Cheating at Cards With Jesus
The Lord is a pain in the ass when He’s had too much whiskey.
But then, so’s anyone, so I couldn’t fault Him for it.
He leered over the rim of his cards and winked.
The table had cleared out. It was just him and me.
He sipped on the dregs of His drink and belched.
“Well,” He said. “What’ll it be?”
“I thought people bet their souls with the Devil,” I said.
Jesus yawned. “It’s cliché,” He said. “And you’re stalling.”
He fingered the card that I knew was a queen of hearts.
“And anyway, the Devil sucks at cards. Only a poet can play poker properly.
The Devil’s a numbers guy.”
“Hit me,” I said. Jesus paused.
“You sure?” He said, thumbing the top card.
King of clubs. I already knew it. I had marked it myself.
Or Jesus had marked it.
After all this time, the cards were well-worn and as readable as faces.
There were no more surprises, and I was about to go bust.
“Hit me,” I said again.
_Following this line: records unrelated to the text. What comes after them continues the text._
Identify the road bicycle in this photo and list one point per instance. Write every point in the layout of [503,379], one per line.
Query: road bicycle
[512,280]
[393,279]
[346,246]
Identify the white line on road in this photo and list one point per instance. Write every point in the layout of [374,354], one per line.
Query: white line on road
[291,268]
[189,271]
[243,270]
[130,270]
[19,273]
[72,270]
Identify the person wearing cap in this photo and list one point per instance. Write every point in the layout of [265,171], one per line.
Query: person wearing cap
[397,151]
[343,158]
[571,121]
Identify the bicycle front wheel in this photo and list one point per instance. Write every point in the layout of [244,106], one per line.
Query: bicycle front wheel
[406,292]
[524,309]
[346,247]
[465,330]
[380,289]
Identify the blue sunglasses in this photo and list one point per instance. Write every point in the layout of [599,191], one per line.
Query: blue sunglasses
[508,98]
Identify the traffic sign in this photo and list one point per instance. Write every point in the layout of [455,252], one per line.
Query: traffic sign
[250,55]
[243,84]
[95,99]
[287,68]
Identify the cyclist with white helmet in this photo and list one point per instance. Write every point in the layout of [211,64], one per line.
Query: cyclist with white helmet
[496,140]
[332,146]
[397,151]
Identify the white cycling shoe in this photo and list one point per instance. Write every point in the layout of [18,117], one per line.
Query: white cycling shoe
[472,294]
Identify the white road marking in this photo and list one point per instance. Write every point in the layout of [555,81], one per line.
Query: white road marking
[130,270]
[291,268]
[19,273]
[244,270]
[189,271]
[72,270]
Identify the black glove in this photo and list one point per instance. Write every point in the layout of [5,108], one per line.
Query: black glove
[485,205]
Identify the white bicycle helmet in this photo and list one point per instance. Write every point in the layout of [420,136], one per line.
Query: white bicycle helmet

Jesus nodded and filled our glasses.
The whiskey burned its way down until my whole body gleamed.
Jesus held His glass next to his drink-flushed face. He closed His eyes.
“A poem works, not for what it says, but what it does not say,” He said.
“A poem speaks from the empty spaces; silence brings light to the gloom.”
“Your point?” I asked. Why drag it out? I snatched His drink and gulped it down.
“A game is the same way. Just when you think you’ve won, you’ve lost,
and just when you think you’re lost, you are found.”
“I think you’re confusing your words,” I said.
Drunk asshole, I thought.
“I fold,” Jesus said. “You win.”
A boozy smile. A hard stare.
Two bright eyes,
hot and old as nebulas,
burn across the table. I wince.
“So,” He said. “What are you gonna do about it?